Jules Mazarin (1602-1661), Ministre d'Etat

Lettre autographe signée, Paris, le 25 novembre 1634, adressée au Prince Thomas de Savoie

2 pages in-folio, encre pâlie

Intéressante et rare lettre de jeunesse de Mazarin, alors vice-légat d’Avignon, c’est-à-dire gouverneur des Etats pontificaux enclavés en France.

En novembre 1634, Mazarin est envoyé par le Pape Urbain VIII à Paris en tant que « nonce extraordinaire » pour appuyer les intérêts de Rome et prôner la paix. Mazarin, qui s’est illustré comme un fin diplomate auprès du Pape, a déjà rencontré Richelieu trois ans auparavant, suscitant, par ses capacités de négociateur, l’enthousiasme de la Cour de France.
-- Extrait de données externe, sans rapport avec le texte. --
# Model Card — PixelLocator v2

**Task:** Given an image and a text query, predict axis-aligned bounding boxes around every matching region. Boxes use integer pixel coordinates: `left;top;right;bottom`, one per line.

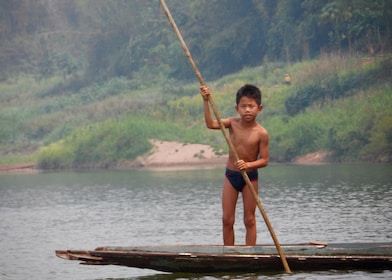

Ce nouveau voyage à Paris, étape cruciale dans la carrière de Mazarin, est l’occasion pour lui de tisser des liens plus étroits encore avec le pouvoir et d’apporter une aide précieuse à la diplomatie française.

Aux premiers jours de ce voyage parisien, il écrit au Prince de Savoie, frère du Duc Victor-Amédée de Savoie. Les deux hommes se connaissent bien : Mazarin, ayant négocié la Paix franco-savoyarde en 1631, a reçu les faveurs du Prince.

Dans cette lettre, Mazarin évoque sa carrière, ses intérêts financiers, et ses rencontres à Milan avec Marie de Bourbon, la femme du Prince.

En voici une possible traduction :

« Sérénissime et très excellent Seigneur,

Je ne jouirais pas parfaitement des grâces qui m’ont été confiées par la Sainteté de Notre Seigneur si je ne les notifiais pas à Votre Altesse comme à l’un des plus grands patrons qu’il me soit donné d’avoir, ayant toujours favorablement pris mon parti en déclarant recevoir avec reconnaissance ma très humble servitude. Aussi, je Lui fais part de mon arrivée dans cette Cour en qualité de Nonce extraordinaire après avoir au passage pris de nouveau possession de la vice-légation d’Avignon. Que votre Altesse se plaise à m’honorer de ses commandements et à croire que j’emploierai chacun de mes avancements à La servir bien volontiers, ainsi que mes obligations le requièrent. 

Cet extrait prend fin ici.